Brett Favre, an NFL legend that played for 20 seasons, received honors as a three-time MVP, three-time all-pro, and 11-time Pro Bowler. In 2016, he became a member of the Pro Football Hall of Fame, and to this day, he stands as one of the best quarterbacks of all time. But heroes fall, and Favre is now facing heat for his involvement in Mississippi’s welfare scandal.
The welfare scandal in question is the one that saw millions meant for poor families going into the pockets of wealthy celebs, including Favre. While there are multiple prosecutors still going over facts as things proceed, Brett Favre is already under fire because of texts between him, nonprofit leader Nancy New, and former Mississippi Governor Phil Bryant.
The texts revealed communication between the aforementioned parties about securing funding for an $8 million volleyball stadium.
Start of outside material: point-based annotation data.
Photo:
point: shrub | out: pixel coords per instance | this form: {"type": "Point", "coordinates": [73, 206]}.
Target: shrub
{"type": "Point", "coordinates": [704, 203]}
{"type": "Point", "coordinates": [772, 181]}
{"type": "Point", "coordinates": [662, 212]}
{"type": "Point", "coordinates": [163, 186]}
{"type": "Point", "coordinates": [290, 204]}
Over the course of things, Nancy New routed $5 million in Temporary Assistance for Needy Families to The University of Southern Mississippi Athletic Foundation for the stadium.
New also sent $1.1 million to Favre for use on the project, which was sent as payment for motivational speeches that he never delivered. In all, $6.1 million meant for families in need ended up going to Favre and the stadium.
While Nancy New and her son pled guilty to multiple charges, a civil suit involving Favre is ongoing. And Favre is not the only one involved. The suit is part of efforts to recover tens of millions in funding that was inappropriately spent, which involves dozens of parties.
When the first indictments came down in the TANF welfare-fraud scandal in 2020, Favre denied knowing where the $1.1 million payment originated. However, texts included in the filing reveal otherwise.
“If you were to pay me is there anyway [sic] the media can find out where it came from and how much?” Favre asked Nancy New in 2017, revealing his concern.
Favre had reason to be concerned since state law does not allow welfare funds to be used for “brick and mortar” construction projects. But those involved found a workaround using a disguised sublease scheme, and those in need suffered because of it.
That year, only 1.42% of families who applied for assistance through TANF received approval. That is only 167 out of 11,700, with those approved receiving $170 in assistance per month as a family of three. Moreover, a requirement for eligibility is being pregnant or the caregiver to a child under the age of 18.
Although Brett Favre denied knowing, the evidence says otherwise. He allowed it to happen, while New used her nonprofit to funnel the funds his way. As for the former governor, Phil Bryant, he knew and participated in the scheme. Part of his role included guiding Favre and New in writing a funding proposal that would be accepted by the Mississippi Department of Human Services (MDHS).
Bryant also cooperated with Favre in relation to his experimental drug project while in office. Once again, texts show correspondence between the two, with Favre talking to Bryant about taxpayer funds going to the project. Moreover, texts reveal what appears to be Bryant ready to accept stock in the startup involved, Prevacus, after he left office as governor.